How to use Distinct, Sort, limit with mongodb

mongodb pymongo

10,360

Can you please clarify exactly what you would like to do? Do you want to return documents with unique "text" values with the highest "count" value?

For example, given the collection:

> db.text.find({}, {_id:0})
{ "text" : "here is text", "count" : 13, "somefield" : "value" }
{ "text" : "here is text", "count" : 12, "somefield" : "value" }
{ "text" : "here is text", "count" : 10, "somefield" : "value" }
{ "text" : "other text", "count" : 4, "somefield" : "value" }
{ "text" : "other text", "count" : 3, "somefield" : "value" }
{ "text" : "other text", "count" : 2, "somefield" : "value" }
>
(I have omitted _id values for brevity)

Would you like to return only the documents that contain unique text with the highest 'count' value?

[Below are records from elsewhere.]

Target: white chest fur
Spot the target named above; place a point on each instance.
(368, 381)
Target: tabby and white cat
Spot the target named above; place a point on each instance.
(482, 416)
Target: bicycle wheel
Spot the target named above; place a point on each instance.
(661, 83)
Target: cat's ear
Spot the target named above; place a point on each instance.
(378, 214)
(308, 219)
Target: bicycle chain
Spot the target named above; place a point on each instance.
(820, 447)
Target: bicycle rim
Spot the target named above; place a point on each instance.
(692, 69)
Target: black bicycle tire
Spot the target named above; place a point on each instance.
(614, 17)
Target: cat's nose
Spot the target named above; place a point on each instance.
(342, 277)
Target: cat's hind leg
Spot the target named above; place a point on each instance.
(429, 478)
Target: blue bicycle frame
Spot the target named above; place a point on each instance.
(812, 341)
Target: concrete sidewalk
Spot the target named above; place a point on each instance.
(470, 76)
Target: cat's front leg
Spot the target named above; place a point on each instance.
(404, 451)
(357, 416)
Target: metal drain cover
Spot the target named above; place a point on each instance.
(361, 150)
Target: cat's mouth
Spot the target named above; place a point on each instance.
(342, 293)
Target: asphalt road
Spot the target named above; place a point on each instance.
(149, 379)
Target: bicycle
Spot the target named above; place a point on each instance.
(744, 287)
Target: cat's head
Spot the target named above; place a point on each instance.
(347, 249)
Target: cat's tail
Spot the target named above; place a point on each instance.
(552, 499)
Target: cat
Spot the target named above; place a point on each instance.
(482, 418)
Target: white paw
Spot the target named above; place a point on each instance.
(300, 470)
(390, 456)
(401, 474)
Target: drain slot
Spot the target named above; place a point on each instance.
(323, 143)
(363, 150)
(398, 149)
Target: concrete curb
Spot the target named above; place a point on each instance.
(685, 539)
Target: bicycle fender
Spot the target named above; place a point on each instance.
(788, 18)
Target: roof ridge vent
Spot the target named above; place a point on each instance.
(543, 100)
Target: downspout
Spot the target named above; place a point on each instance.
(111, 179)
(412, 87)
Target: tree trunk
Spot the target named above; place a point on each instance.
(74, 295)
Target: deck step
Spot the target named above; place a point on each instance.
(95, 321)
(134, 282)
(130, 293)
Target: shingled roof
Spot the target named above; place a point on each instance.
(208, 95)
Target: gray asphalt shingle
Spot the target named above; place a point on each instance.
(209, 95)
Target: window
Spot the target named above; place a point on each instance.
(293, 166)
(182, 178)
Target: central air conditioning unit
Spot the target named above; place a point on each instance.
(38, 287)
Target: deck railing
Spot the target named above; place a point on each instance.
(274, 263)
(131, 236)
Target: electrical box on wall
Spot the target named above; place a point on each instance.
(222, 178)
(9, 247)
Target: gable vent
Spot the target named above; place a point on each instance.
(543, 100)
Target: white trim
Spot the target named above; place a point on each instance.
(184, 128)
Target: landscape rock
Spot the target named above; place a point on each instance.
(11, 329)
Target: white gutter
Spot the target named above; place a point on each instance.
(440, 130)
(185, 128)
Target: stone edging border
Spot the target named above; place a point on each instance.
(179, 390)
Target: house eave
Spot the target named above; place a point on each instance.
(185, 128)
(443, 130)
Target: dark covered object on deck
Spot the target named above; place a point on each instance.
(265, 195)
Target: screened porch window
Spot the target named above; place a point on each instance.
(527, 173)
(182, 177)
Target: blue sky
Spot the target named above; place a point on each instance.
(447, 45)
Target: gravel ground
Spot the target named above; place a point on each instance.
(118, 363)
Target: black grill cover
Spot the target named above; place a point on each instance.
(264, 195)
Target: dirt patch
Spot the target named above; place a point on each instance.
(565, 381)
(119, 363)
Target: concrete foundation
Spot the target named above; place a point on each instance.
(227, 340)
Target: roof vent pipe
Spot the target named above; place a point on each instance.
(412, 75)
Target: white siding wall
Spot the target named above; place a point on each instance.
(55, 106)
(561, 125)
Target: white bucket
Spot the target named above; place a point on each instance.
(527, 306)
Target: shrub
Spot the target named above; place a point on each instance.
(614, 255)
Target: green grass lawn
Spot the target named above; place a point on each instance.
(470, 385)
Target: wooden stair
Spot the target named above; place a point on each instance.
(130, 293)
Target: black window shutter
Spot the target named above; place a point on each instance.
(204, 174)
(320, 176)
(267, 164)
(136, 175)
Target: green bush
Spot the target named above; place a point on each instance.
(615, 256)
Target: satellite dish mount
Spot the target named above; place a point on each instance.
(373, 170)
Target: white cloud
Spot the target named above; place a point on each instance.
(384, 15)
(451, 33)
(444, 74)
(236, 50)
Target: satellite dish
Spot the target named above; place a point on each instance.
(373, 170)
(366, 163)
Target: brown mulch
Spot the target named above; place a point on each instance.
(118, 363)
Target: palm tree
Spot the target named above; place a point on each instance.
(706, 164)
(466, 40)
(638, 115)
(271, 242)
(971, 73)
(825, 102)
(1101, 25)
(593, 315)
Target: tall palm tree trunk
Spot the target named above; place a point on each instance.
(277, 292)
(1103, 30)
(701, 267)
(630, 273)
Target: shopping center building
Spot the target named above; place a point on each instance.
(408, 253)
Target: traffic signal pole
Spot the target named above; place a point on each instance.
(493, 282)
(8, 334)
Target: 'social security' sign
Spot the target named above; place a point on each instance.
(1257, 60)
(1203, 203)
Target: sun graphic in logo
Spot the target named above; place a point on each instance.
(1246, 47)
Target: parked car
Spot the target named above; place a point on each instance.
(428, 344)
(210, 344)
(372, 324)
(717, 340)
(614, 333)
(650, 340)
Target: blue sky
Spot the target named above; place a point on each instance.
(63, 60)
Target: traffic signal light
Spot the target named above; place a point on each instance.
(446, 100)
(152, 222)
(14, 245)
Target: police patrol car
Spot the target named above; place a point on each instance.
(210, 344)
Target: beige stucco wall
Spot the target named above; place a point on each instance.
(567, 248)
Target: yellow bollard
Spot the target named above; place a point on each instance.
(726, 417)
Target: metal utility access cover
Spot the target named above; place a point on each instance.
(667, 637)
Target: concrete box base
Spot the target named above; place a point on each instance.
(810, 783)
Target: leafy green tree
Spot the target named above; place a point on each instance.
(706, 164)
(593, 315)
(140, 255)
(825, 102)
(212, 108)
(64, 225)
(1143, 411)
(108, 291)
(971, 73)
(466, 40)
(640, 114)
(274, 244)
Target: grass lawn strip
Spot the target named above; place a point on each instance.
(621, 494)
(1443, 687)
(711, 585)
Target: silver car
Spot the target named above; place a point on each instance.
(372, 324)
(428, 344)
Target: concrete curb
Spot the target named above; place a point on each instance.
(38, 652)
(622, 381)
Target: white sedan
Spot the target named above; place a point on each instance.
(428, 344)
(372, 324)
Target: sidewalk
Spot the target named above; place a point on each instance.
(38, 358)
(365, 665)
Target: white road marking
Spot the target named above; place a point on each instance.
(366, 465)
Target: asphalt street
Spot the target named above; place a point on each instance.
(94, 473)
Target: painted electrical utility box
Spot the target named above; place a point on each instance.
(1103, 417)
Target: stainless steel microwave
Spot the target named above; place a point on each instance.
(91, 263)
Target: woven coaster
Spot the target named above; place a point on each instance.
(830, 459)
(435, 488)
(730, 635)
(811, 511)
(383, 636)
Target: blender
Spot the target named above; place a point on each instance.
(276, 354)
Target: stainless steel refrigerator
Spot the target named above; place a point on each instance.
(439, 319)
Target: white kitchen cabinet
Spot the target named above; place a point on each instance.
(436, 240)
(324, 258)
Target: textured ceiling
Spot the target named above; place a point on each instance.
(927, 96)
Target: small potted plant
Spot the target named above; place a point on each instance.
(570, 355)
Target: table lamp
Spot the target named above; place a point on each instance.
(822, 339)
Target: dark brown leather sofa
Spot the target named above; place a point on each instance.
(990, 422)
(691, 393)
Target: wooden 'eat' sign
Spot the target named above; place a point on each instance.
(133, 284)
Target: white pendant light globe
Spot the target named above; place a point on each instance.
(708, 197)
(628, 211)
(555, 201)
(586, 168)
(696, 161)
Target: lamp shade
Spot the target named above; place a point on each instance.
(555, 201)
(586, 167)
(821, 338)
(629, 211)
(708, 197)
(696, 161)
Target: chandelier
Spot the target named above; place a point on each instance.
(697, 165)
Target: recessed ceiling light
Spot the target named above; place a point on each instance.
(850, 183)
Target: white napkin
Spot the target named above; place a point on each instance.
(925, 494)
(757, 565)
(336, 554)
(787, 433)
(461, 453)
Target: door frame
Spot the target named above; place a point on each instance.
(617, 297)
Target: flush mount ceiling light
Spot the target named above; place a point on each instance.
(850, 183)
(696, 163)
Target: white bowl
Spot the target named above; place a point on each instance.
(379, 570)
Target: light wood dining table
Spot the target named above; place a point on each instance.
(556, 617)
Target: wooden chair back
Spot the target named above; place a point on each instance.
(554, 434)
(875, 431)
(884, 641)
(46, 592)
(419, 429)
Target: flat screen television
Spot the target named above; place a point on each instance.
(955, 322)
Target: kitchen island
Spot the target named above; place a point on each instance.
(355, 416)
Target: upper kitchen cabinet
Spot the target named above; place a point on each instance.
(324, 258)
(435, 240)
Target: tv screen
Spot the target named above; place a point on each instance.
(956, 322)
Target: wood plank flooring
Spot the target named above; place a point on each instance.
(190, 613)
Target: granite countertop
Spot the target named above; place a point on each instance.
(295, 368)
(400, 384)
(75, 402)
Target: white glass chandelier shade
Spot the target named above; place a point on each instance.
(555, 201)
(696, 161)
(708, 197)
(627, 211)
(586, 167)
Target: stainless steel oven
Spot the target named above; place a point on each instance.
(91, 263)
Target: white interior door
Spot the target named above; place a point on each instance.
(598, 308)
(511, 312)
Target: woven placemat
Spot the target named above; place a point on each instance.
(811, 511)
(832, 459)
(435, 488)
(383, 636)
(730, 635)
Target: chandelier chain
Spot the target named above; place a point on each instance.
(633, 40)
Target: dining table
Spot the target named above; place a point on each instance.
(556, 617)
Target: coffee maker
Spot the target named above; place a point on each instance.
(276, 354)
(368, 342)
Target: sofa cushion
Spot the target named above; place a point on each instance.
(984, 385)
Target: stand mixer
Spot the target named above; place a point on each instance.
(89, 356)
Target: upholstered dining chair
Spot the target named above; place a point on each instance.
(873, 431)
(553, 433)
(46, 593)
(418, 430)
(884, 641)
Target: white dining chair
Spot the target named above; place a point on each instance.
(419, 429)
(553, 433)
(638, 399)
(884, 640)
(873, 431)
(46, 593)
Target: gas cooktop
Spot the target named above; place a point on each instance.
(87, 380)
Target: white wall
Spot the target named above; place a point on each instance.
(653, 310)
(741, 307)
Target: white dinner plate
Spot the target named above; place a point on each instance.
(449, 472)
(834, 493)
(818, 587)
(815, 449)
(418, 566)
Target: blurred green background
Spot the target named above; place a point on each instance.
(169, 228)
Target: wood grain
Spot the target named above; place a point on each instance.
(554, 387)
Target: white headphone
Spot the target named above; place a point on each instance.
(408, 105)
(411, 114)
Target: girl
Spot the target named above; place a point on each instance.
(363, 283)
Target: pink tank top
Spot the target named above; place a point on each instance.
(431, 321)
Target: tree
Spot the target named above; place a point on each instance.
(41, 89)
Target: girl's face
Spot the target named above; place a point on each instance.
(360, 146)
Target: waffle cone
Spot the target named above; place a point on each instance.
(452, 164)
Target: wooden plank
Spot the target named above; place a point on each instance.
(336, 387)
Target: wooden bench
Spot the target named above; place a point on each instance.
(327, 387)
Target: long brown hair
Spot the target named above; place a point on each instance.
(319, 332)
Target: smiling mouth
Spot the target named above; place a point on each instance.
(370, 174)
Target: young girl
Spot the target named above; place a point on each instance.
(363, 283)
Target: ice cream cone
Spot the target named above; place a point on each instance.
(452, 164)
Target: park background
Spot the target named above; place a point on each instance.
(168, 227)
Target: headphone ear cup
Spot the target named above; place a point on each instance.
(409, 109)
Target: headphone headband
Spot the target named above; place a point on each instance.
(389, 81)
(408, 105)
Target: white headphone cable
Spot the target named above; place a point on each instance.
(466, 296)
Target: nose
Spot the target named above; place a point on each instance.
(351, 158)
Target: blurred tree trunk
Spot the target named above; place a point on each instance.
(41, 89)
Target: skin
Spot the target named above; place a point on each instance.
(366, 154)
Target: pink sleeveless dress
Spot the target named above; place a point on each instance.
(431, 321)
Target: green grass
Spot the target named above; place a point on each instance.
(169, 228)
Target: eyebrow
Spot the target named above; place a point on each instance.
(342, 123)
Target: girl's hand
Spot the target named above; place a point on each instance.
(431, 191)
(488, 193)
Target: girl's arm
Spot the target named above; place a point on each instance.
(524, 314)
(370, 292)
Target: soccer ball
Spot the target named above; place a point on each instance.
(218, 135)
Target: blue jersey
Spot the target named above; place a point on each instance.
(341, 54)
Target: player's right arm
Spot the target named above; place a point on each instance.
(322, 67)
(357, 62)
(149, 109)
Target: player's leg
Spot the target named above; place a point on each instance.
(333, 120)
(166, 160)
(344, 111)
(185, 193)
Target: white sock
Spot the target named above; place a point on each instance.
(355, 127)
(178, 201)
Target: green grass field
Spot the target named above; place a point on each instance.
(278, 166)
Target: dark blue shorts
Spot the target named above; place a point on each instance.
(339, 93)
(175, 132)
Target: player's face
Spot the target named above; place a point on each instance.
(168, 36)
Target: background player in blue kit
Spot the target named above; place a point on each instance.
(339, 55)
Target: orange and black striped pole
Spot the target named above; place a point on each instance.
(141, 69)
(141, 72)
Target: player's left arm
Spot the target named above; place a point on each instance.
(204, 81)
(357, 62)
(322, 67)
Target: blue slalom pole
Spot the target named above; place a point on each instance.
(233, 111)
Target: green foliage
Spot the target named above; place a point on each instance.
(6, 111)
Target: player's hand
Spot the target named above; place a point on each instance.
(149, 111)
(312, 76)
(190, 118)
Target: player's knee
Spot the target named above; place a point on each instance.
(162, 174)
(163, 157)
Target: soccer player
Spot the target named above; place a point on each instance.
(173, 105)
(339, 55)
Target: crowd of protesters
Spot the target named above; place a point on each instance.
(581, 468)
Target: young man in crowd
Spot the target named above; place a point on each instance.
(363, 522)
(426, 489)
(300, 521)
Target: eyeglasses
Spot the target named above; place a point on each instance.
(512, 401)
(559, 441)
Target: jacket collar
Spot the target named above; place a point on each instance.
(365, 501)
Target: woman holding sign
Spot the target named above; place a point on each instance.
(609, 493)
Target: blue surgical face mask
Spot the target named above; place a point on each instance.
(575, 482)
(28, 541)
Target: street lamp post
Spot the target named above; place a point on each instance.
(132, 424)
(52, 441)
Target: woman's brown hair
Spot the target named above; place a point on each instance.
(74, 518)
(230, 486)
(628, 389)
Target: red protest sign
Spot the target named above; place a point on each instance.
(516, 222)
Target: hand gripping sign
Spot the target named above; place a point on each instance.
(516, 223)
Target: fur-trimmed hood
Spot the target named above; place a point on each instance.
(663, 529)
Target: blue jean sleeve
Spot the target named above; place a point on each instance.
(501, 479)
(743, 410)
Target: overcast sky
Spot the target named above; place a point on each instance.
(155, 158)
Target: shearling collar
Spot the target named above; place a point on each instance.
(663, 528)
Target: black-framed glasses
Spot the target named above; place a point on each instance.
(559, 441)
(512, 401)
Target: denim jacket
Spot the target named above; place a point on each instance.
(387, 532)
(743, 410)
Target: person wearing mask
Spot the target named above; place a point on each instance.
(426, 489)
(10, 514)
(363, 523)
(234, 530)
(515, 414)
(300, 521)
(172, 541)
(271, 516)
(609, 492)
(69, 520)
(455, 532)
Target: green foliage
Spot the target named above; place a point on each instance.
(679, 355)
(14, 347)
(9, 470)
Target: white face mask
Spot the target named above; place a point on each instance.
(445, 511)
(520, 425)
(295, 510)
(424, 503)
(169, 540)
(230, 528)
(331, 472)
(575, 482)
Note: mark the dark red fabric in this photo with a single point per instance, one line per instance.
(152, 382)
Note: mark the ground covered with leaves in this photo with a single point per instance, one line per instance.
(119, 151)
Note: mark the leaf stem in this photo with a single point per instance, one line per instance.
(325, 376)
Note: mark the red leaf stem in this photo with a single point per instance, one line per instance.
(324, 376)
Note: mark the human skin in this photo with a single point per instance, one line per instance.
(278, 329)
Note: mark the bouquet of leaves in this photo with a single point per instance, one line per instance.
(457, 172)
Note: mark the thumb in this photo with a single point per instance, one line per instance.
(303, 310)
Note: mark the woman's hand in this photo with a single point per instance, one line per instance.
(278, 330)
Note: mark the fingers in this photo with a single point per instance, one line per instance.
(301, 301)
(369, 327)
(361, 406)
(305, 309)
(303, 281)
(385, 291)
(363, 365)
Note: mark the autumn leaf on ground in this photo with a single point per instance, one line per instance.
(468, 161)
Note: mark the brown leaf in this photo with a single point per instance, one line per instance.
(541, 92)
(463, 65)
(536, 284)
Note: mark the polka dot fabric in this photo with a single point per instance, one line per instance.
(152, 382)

{ "text" : "here is text", "count" : 13, "somefield" : "value" }

and

{ "text" : "other text", "count" : 4, "somefield" : "value" }

One way to do this is with the $group and $max functions in the new aggregation framework. The documentation on $group may be found here: http://docs.mongodb.org/manual/aggregation/

> db.text.aggregate({$group : {_id:"$text", "maxCount":{$max:"$count"}}})
{
    "result" : [
        {
            "_id" : "other text",
            "maxCount" : 4
        },
        {
            "_id" : "here is text",
            "maxCount" : 13
        }
    ],
    "ok" : 1
}

As you can see, the above does not return the original documents. If the original documents are desired, a query may then be done to find documents matching the unique text and count values.

As an alternative, you can first do run the 'distinct' command to return an array of all the distinct values and then run a query for each value with sort and limit to return the document with the highest value of 'count'. The sort() and limit() methods are explained in the "Cursor Methods" section of the "Advanced Queries" documentation: http://www.mongodb.org/display/DOCS/Advanced+Queries#AdvancedQueries-CursorMethods

> var values = db.runCommand({distinct:"text", key:"text"}).values
> values
[ "here is text", "other text" ]
> for(v in values){var c = db.text.find({"text":values[v]}).sort({count:-1}).limit(1); c.forEach(printjson);}
{
    "_id" : ObjectId("4f7b50b2df77a5e0fd4ccbf1"),
    "text" : "here is text",
    "count" : 13,
    "somefield" : "value"
}
{
    "_id" : ObjectId("4f7b50b2df77a5e0fd4ccbf4"),
    "text" : "other text",
    "count" : 4,
    "somefield" : "value"
}

It is unclear if this is exactly what you are trying to do, but I hope that it will at least give you some ideas to get started. If I have misunderstood, please explain in more detail the exact operation that you would like to perform, and hopefully I or another member of the Community will be able to help you out. Thanks.

10,360

Author by

Kracekumar

Geek. http://about.me/kracekumar

Updated on June 04, 2022

Comments

Kracekumar almost 2 years

I have a document structure {'text': 'here is text', 'count' : 13, 'somefield': value}

Collection has some thousands of record, and text key value may be repeated many time, I want to find distinct text with highest count value,along with that whole document should be returned , I am able to sort them in descending order.

distinct returns unique value in a list.

I want to use all three functions and document has to be returned, I am still learning and not covered mapreduce.
Kracekumar about 12 years

Would you like to return only the documents that contain unique text with the highest 'count' value? yes . I tried aggregate, seems pymongo doesn't support aggregate, I tried db.command, still it failed, I will experiment, the second method seems to be straight forward, I am concerned about complexity and round trip time, since this is run across few thousand to few hundred thousand dosc(at present 10k). Thanks for 2 answers, fetching a unique records will take constant time(increases with increase in no of docs) and sort descending will also take m * n lg , m is unique records.
Marc about 12 years

The aggregate command may be run in PyMongo like this: res = db.command({"aggregate":"text", "pipeline":[{"$group" : {"_id":"$text", "maxCount":{"$max":"$count"}}}]}) The PyMongo API documentation on commands is here: api.mongodb.org/python/current/api/pymongo/… It looks as though aggregate may not be necessary for your application, but it is still useful to know how to use the aggregation framework in PyMongo for future reference.
Marc about 12 years

As a general piece of advice, it is often preferable to add a little bit of extra overhead on each insert and add an extra key to each document that can be queried, as opposed to doing a big calculation (such as a MapReduce or an Aggregation command) every time data is retrieved. As an alternative, maybe consider adding an "isMaxCountforText" key (or equivalent) to each document. Each time a document is added or updated, the "count" key can be checked against other documents containing the same text, and "isMaxCountforText" can be updated accordingly.